Nexans started to use edge computing to know if a drum is moving because someone is unwinding cable or if a drum is moving because someone is pushing the drum. The device sends the location and the number of rotations of the drum. “Drums are shipped to Turkey, and customers want to see if the drums are moving at night, to prevent copper theft.” Thierry explains that Improvements were made on the platform to configure how the device might behave. “If we want to track a drum on a track then it needs to send a regular position. The downlink to the device was improved. 80 drums in the pilot 4 years, 2,000 devices in 2018 on Sigfox and Lora WAN, and now up to 17,000 drums in 22 countries with 15 customers. We address jobs to be done on site, network operators want to track the drums in transit and on site.”

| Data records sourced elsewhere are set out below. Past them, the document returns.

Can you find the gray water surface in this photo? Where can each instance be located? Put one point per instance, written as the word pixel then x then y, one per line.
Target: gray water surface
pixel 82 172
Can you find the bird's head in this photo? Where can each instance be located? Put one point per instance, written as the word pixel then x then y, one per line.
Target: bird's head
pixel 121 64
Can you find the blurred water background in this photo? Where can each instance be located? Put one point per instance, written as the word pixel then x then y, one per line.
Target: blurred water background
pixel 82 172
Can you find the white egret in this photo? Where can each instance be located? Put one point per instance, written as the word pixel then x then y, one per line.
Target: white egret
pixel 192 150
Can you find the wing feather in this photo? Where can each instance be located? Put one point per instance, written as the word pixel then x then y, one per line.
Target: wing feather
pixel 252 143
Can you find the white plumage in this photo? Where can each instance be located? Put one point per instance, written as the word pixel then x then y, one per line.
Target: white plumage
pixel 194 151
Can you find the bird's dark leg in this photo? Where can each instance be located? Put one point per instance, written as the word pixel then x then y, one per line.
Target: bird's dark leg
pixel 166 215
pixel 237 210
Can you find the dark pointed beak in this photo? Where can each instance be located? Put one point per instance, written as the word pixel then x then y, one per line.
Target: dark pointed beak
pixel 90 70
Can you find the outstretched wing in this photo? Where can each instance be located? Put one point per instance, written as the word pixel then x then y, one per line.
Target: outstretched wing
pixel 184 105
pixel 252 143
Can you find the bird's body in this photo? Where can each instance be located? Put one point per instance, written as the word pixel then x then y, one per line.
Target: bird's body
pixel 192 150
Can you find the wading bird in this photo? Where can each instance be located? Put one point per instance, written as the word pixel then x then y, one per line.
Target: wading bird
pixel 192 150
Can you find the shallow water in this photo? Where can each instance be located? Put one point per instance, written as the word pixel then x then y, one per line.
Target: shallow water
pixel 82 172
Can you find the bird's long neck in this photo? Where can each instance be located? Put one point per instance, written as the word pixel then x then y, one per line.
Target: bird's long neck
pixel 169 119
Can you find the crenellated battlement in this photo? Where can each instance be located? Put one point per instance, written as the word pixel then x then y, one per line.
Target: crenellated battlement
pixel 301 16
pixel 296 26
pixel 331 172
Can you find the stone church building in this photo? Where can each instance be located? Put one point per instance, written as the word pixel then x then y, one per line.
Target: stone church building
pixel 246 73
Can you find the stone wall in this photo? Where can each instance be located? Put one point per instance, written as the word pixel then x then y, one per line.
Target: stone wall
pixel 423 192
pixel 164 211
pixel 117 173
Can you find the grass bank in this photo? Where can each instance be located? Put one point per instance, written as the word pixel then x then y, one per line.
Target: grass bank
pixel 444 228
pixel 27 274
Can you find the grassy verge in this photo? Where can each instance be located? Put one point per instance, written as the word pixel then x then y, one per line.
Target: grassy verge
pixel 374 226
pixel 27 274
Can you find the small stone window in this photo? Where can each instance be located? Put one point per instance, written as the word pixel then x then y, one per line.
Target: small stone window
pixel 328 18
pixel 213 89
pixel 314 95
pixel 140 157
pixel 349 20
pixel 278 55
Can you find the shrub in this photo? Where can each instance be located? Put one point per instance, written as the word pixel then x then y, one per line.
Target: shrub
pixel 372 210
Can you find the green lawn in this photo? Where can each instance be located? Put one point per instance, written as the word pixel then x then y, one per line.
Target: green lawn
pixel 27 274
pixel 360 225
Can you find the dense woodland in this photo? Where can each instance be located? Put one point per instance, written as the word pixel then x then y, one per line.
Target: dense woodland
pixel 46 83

Industrial IoT platform based on Azure
The hardware devices have been installed inside the drums, and they feature a GPS antenna, an accelerometer, 6 years battery life to cover the average lifespan of a drum, and some edge computing capabilities. They can also communicate wirelessly over Sigfox, Lora WAN or cellular 2.5G, 3G, LTE 4G, depending on the country and the available infrastructure. All the data is transferred through the Azure platform. A digital factory has been set up so Nexans can manage the drums all over the world. Thibault explains that “This is quite a development as traditionally Nexans has been a cable and drum manufacturer. Now they are a digital services company too.” In real time, Nexans operators can use the platform to track where every drum is in the warehouse and see the individual position and condition of the drum in terms of its movement within the warehouse, its shipment. It is also a multi-tenant platform so for example a customer such as Enedis could access the platform and monitor their own fleet of 1000 drums in France.
Industrial IoT platform can integrate with SAP
For each drum, Thibault explains, that there is a tremendous amount of information captured concerning their location, movement and condition. Inventory information about the drums can also be integrated from an ERP system such as SAP. Thibault shares an example “Cable reference data can be analysed to track how many metres of cable has been cut from the drum.” Insurance companies can reduce the premium where drums are monitored, copper price is close to €10,000 per tonne so careful monitoring is needed to combat theft from organised crime. All sites can be monitored by the customers and an alerting system is available on the drums. A drum can send its location every 10 minutes for example.
System and application updates are sent to the devices in the smart drums. Thibault explains “There is a middleware platform to adapt the behaviour of the device. Most updates are done in local maintenance centers. There is a team who will use a mobile application to check the device and update the device if it doesn’t have the latest firmware.” Thierry explains that “there was change management where the manufacturing teams had to be trained to assess the smart drums and perform updates if necessary.”
Nexans have several connected solutions – smart drums, smart street cabinets, smart lockers, there are sensors within these cabinets. These sensors measure temperature, humidity and the opening of the cabinets and all the solutions are developed and monitored on the same Azure platform. Telecom provider Orange manages its smart cabinets operations in real time with the assistance of Nexans. Nexans has 15 people now dedicated to IoT and there is a lab dedicated to embedded software.
We wish Thibault and his colleagues at Nexans well as they continue on their digital journey.